" 白毛——浮绿水,红掌—— 好吃!"

[2] SQL Notes – Clause

Basic Clause

SELECT

SELECT prod_name
FROM Products;

For multiple columns, be sure to use a comma.

SELECT prod_name,prod_id,prod_price
FROM Products;

The following expression is more clearly.

SELECT   prod_name
        ,prod_id
        ,prod_price
FROM Products;

Retrieving multiple columns using a wildcard

Request all columns by using a asterisk(*) wildcard character.

SELECT *
FROM Products;

Limit results

If the database is very large, we can use LIMIT to limit the number of retrieved results.

SELECT *
FROM Products
LIMIT 5;

NULL and Primary Keys

Every column is either NULL or NOT NULL.

Primary keys cannot be null, they must have a value.

INSERT

INSERT INTO Shoes
(Id
,Brand
,Price
,Desc
)
VALUES
('12345'
,'Gucci'
,'695.00'
,NULL
);

CREATE

CREATE TEMPORARY TABLE Sandals AS
(
SELECT *
FROM Shoes
WHERE shoe_type = 'sandals'
);

Comments

Single line

SELECT shoe_id
--,brand_id
,shoe_name
FROM Shoes;

Section

SELECT shoe_id
/*,brand_id
,shoe_name
*/
FROM Shoes;

Filtering, Sorting, and Calculating

Introductions

Clauses and Operators in SQL

  • WHERE
  • BETWEEN
  • IN
  • OR
  • NOT
  • LIKE
  • ORDER BY
  • GROUP BY

Wildcards

*,%

Math Operators

  • AVERAGE
  • COUNT
  • MAX
  • MIN

 

Why?

  • Be specific about the data you want to retrieve
  • Reduce the number of records you retrieve
  • Increase query performance
  • Reduce the strain on the client application
  • Governance the limitations

WHERE

SELECT column_name,column_name
FROM table_name
WHERE column_name operator value;

 

Single condition

SELECT ProductName
,UnitPrice
,SupplierID
FROM Products
WHERE ProductName =  'Tofu';

Single Value

SELECT ProductName
,UnitPrice
,SupplierID
FROM Products
WHERE UnitPrice >=  75;

Checking for Non-Matches

SELECT ProductName
,UnitPrice
,SupplierID
FROM Products
WHERE ProductName <>  'Alice'; --excluding 'Alice'

Range of Values(Between…and…)

SELECT ProductName
,UnitPrice
,SupplierID
FROM Products
WHERE UnitsInStock BETWEEN 15 AND 80;

No Value (NULL)

SELECT ProductName
,UnitPrice
,SupplierID
FROM Products
WHERE ProductName IS NULL;

IN, OR, and NOT

IN

  • Specifies a range of conditions
  • Comma delimited list of values
  • Enclosed in ()

Example

SELECT ProductID
,UnitPrice
,SupplierID
FROM Products
WHERE SupplierID IN (9,10,11);

OR operator

DBMS will not evaluate the second conditions in WHERE clause if the first condition is met.

Use for any rows matching the specific conditions.

SELECT ProductName
,UnitPrice
,SupplierID
FROM Products
WHERE ProductName =  'Tofu' OR 'Konbu';

IN vs.
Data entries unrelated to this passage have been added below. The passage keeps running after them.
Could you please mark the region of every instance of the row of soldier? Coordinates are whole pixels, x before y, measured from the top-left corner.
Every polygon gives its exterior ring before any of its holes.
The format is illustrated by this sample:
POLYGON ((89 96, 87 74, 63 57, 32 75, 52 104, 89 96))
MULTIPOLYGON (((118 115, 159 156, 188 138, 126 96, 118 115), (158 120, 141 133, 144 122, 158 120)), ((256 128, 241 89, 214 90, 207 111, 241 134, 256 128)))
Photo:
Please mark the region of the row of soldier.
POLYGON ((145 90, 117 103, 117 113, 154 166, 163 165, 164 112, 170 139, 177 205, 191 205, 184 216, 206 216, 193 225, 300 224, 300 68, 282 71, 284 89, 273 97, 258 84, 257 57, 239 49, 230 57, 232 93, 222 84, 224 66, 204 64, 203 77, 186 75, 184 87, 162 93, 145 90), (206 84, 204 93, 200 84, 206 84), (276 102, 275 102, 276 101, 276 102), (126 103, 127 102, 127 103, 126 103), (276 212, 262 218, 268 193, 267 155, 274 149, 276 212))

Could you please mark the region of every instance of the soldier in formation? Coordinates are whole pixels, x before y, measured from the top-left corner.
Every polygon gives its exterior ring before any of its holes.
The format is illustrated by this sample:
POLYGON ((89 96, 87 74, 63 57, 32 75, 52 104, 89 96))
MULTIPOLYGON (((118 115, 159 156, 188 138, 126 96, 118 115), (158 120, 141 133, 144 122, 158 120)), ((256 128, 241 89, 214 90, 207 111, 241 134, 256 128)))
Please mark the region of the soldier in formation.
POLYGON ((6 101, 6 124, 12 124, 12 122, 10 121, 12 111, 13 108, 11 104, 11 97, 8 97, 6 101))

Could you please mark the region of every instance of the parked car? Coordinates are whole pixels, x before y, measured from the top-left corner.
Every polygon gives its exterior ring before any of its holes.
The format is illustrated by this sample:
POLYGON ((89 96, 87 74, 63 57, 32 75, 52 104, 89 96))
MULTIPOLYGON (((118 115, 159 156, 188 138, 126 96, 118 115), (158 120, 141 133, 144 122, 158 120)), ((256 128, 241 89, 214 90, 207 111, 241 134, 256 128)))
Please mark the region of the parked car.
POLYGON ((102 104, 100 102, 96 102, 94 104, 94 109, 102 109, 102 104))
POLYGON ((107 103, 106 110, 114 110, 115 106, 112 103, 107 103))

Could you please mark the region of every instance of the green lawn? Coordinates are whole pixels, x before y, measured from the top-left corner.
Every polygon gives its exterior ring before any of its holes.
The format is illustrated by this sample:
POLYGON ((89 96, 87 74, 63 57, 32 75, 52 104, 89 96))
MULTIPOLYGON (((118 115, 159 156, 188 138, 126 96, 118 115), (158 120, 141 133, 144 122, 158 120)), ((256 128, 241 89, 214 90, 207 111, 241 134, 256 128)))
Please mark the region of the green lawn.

OR

IN works the same as OR.

Benefits of IN:

  1. Long list of options,
  2. IN executes faster than OR,
  3. Don’t have to think about the order with IN,
  4. Can contain another SELECT5

OR with AND

SELECT ProductName
,UnitPrice
,SupplierID
FROM Products
WHERE SupplierID =  9 OR SupplierID =  11 AND UnitPrice > 15;
SELECT ProductName
,UnitPrice
,SupplierID
FROM Products
WHERE (SupplierID =  9 OR SupplierID =  11) AND UnitPrice > 15;

Don’t rely on the default order, it’s better to have the habit of using the ().

NOT

SELECT *
FROM Employees
WHERE NOT City = 'London' AND NOT City = 'Seattle';

Wildcards

  • Special character used to match parts of a value,
  • Use LIKE Operator

What are wildcards?

  • Can only be used with strings.
  • Cannot be used for non-text datatype.
  • Helpful for data scientists as they explore string variables.

Using % wildcards

  • % wildcards will NOT match NULLS, NULL represents no value in a column.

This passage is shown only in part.